Crowds are not necessarily wise. It's not that they can be depended upon to make the
right decision, just that they can be depended upon to make
a decision. Take, for example, a run on a bank -- classic crowd behavior. The bank may or may not be failing, but once there is some reason to suspect that the bank might fail, then each individual depositor has an incentive to withdraw his or her deposits from the bank. Furthermore, they all have an incentive to take out their money before anyone else does. So each tries to be the first in line at the bank, which just means that
everybody shows up at the same time. The bank, which may not have been in danger of failing before, certainly is in danger once all of the depositors demand to withdraw their money simultaneously (for an example of how this works,
click here).
Now, an economist will tell you that the depositors are acting rationally, and clearly that's correct (a game theorist would tell you that a bank run is nothing more than a type of
"prisoner's dilemma"). But to say that the crowd is
rational is different from saying that the crowd is
right. The consequence of the crowd's action might very well be worse, overall, than if it hadn't ruined the bank.

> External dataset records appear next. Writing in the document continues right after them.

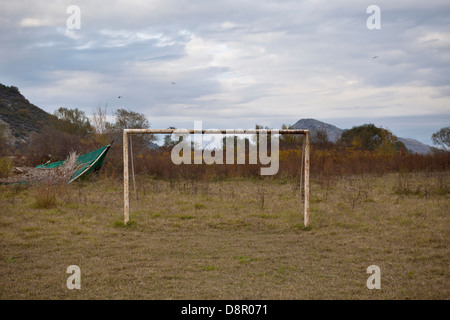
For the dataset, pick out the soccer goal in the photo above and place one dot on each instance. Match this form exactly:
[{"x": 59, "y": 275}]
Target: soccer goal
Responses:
[{"x": 304, "y": 164}]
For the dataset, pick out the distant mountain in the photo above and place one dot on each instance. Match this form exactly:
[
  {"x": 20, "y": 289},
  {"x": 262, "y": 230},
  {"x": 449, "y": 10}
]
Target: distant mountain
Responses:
[
  {"x": 415, "y": 146},
  {"x": 334, "y": 134},
  {"x": 20, "y": 116}
]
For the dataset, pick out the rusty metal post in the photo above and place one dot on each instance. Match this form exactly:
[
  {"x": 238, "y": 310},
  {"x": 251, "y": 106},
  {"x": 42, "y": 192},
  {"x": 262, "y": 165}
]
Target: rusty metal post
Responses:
[
  {"x": 126, "y": 200},
  {"x": 306, "y": 178}
]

Thomas's example of language is a good -- and often overlooked -- example of the wisdom of crowds. There is no official mechanism for determining how people communicate, and those institutions which attempt to do so (such as the Acadamie Française) have a very poor track record. But again, just because the crowd makes a determination doesn't mean that it makes the right determination. For instance, it is rapidly becoming acceptable to spell the phrase "all right" as the single word "alright," even though the change drives language purists to despair. Once the crowd accepts "alright," though, it will become standard English, and "all right" will look as quaint as "base ball" or "aeroplane."

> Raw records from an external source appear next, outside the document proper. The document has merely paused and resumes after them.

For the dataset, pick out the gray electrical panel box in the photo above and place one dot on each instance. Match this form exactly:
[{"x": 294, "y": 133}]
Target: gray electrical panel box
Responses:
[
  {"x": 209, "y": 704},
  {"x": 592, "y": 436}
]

Indeed, we have a tendency to "ratify" the wisdom of a crowd's decisions in retrospect. Stock prices go up or down depending upon the collective decisions of hundreds or thousands of investors, and we then declare that a company is worth a certain sum of money based upon its stock price. The company, in other words, is worth whatever the mass of investors says it's worth, which means the crowd is never wrong, and it would be foolish, or at least counter-intuitive, to disagree with it. Joseph Heller, in
Catch-22, neatly summarized the paradox: when asked what if everyone thought as he did, Yossarian replied "then I'd be crazy to think anything else." The crowd thinks the bank will fail, and in causing a run on the bank leads to its failure. The crowd thinks a company is undervalued, and causes its stock price to rise to match its higher valuation. In both cases, the crowd makes an accurate prophecy, but that's largely because it's a self-fulfilling one. In sum, crowds are right more because they are crowds than because they are right.